# Forum Home Renovation Pergolas, Gazebos, Strombellas & Rotundas  cantilever pergola

## Dan574

Im after some thoughts on the attached design for a contempory style pergola made out of steel UB or similar, corrugated roof.  I know I will need an engineer to design it. 
Any educated guesses on price, using 200 UB at $51/m steel alone without roof is about $1500 then engineers fees, roofing welding, footings etc, it may prove too expensive. 
Any thoughts appreciated, thanks in advance.

----------


## Pulse

Have a look at Litesteel beams, similar look to a PFC but hollow flanges and high strength steel. Makes it easier to handle.

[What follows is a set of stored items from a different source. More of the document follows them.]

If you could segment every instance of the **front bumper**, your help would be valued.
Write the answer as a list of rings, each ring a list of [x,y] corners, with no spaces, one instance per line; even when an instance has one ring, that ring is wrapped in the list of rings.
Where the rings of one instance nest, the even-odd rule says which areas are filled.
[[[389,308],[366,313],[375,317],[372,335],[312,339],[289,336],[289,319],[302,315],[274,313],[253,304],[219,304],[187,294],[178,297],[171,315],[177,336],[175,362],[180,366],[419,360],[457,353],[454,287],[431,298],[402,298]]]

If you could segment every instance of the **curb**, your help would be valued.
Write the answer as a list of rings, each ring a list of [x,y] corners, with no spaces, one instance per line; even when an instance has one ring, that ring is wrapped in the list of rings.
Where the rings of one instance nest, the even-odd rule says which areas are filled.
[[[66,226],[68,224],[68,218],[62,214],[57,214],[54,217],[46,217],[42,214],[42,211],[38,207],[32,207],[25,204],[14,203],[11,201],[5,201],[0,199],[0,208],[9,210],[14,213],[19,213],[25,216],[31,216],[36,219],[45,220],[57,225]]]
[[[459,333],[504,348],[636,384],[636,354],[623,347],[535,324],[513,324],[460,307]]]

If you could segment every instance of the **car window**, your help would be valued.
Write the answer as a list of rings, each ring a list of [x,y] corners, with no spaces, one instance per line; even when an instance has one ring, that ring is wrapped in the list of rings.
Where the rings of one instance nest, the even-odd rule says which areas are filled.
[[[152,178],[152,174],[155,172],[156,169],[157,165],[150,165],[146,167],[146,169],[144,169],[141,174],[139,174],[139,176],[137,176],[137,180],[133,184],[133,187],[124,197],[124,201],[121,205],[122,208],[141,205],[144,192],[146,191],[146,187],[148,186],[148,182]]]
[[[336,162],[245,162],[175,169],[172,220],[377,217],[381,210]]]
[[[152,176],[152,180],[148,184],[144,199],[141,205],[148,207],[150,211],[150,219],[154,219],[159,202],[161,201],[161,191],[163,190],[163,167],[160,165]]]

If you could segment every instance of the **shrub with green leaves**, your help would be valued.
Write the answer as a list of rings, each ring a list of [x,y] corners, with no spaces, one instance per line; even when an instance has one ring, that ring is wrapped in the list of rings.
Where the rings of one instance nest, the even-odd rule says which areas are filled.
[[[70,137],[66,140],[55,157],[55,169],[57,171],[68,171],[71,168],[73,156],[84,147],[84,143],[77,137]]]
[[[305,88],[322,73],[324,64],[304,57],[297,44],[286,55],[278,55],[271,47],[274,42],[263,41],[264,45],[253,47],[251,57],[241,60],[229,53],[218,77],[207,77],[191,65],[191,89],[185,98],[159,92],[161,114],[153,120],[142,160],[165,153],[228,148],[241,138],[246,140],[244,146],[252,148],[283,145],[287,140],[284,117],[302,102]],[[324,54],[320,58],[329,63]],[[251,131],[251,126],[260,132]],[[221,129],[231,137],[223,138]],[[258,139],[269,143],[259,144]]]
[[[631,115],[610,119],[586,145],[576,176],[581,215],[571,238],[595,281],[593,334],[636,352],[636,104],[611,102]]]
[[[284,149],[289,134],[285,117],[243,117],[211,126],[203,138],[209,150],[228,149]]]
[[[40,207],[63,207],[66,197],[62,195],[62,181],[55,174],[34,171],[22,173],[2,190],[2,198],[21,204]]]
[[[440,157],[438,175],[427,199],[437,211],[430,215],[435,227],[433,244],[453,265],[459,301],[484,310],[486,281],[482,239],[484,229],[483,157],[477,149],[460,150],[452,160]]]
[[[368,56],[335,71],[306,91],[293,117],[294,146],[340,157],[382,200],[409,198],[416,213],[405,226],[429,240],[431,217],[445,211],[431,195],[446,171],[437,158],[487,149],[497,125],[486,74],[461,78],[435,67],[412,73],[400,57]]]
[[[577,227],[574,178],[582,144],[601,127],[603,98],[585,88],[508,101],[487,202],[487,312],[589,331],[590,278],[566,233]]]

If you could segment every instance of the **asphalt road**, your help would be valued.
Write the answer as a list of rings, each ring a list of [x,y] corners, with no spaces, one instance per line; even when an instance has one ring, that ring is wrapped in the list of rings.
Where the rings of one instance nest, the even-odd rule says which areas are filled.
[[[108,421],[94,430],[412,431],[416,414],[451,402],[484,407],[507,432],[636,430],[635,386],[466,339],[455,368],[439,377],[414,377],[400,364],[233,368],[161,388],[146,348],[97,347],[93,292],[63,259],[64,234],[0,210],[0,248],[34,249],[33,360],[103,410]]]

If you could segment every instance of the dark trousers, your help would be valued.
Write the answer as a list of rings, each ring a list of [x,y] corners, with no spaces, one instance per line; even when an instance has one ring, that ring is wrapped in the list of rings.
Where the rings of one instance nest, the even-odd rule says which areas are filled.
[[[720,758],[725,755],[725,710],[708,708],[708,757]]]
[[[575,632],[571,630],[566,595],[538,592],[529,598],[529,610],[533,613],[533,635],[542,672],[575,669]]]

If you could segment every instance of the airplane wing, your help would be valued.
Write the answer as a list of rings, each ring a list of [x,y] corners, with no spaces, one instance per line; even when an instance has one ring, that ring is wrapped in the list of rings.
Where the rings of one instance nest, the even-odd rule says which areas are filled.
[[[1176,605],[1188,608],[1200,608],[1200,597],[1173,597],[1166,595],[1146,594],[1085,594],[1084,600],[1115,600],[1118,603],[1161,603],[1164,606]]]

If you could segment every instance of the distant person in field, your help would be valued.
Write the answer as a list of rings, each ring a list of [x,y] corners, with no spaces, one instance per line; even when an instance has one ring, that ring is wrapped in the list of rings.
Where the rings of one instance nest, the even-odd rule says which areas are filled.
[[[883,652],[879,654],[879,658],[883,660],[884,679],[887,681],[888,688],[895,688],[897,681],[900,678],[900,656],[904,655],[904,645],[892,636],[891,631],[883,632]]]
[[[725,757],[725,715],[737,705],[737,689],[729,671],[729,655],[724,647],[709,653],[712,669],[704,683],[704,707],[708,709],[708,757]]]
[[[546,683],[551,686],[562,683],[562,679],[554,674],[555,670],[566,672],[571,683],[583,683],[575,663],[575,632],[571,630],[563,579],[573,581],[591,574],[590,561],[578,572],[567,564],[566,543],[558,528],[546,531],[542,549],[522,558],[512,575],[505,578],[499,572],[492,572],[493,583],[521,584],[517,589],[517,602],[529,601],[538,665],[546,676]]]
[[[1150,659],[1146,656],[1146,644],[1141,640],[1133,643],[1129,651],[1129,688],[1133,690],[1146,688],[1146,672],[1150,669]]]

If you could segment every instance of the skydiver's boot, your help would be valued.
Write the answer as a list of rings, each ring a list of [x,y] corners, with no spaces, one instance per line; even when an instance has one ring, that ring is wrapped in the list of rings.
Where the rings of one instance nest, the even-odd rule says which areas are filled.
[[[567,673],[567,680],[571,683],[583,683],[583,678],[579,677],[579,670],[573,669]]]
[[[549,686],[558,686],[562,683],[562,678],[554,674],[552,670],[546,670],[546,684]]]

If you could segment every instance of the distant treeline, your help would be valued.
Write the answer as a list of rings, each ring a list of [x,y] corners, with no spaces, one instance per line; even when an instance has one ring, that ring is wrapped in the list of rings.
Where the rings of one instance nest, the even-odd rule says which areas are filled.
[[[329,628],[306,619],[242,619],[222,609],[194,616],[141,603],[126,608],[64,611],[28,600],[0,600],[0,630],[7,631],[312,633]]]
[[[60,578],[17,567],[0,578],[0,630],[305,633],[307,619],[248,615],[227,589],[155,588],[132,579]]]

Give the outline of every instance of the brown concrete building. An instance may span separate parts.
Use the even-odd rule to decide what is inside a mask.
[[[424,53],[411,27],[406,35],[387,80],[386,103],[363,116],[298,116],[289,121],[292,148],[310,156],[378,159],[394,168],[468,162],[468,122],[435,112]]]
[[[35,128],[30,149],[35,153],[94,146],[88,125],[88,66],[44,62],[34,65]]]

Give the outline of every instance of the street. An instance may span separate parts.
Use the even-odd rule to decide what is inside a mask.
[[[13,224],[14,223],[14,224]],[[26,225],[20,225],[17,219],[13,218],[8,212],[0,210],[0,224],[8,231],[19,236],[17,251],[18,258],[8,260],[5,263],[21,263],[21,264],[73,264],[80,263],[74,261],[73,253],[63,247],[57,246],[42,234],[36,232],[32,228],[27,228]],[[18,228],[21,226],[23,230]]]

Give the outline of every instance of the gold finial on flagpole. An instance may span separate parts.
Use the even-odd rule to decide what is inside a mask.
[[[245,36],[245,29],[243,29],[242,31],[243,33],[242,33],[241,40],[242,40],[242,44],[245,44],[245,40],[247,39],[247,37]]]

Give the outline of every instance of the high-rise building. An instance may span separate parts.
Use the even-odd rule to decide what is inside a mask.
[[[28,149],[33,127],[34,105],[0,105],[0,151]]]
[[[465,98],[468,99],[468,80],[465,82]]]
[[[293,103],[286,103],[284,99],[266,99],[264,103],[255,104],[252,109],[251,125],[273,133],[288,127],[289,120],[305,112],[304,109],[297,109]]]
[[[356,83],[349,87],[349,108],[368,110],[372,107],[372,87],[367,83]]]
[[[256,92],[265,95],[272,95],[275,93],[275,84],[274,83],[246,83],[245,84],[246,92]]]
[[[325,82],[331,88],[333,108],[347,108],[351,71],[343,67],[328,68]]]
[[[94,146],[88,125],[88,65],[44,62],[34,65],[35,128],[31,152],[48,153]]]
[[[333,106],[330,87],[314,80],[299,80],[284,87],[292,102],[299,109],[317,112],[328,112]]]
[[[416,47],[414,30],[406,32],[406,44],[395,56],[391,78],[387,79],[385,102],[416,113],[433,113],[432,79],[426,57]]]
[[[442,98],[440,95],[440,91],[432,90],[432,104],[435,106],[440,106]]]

Comes with all the span tables so could avoid using an engineer if the design is simple enough. 
Cheers
Pulse

----------


## Kaptan

Hi Dan,
I am after a similar style for my carport.
I found the below picture from a New Zealand company and aim for something similar.
I got a quote from a steel fabricator for two UB posts and overhead rafters with RHS purlins for around $5k. (That includes fully engineered for Council approval).
Their concerns were the footings, and jointing knuckle at the top. 
The NZ units are made from aluminium, so not sure why there is such a concern here?
The NZ people won't answer me, so I can't get any more details!

----------


## Dan574

thanks kaptan, 5k is more than I want to spend, i like that design, i will have to keep looking or go something more traditional.  Thats the problem when you go for something out of the ordinary, the cost.

----------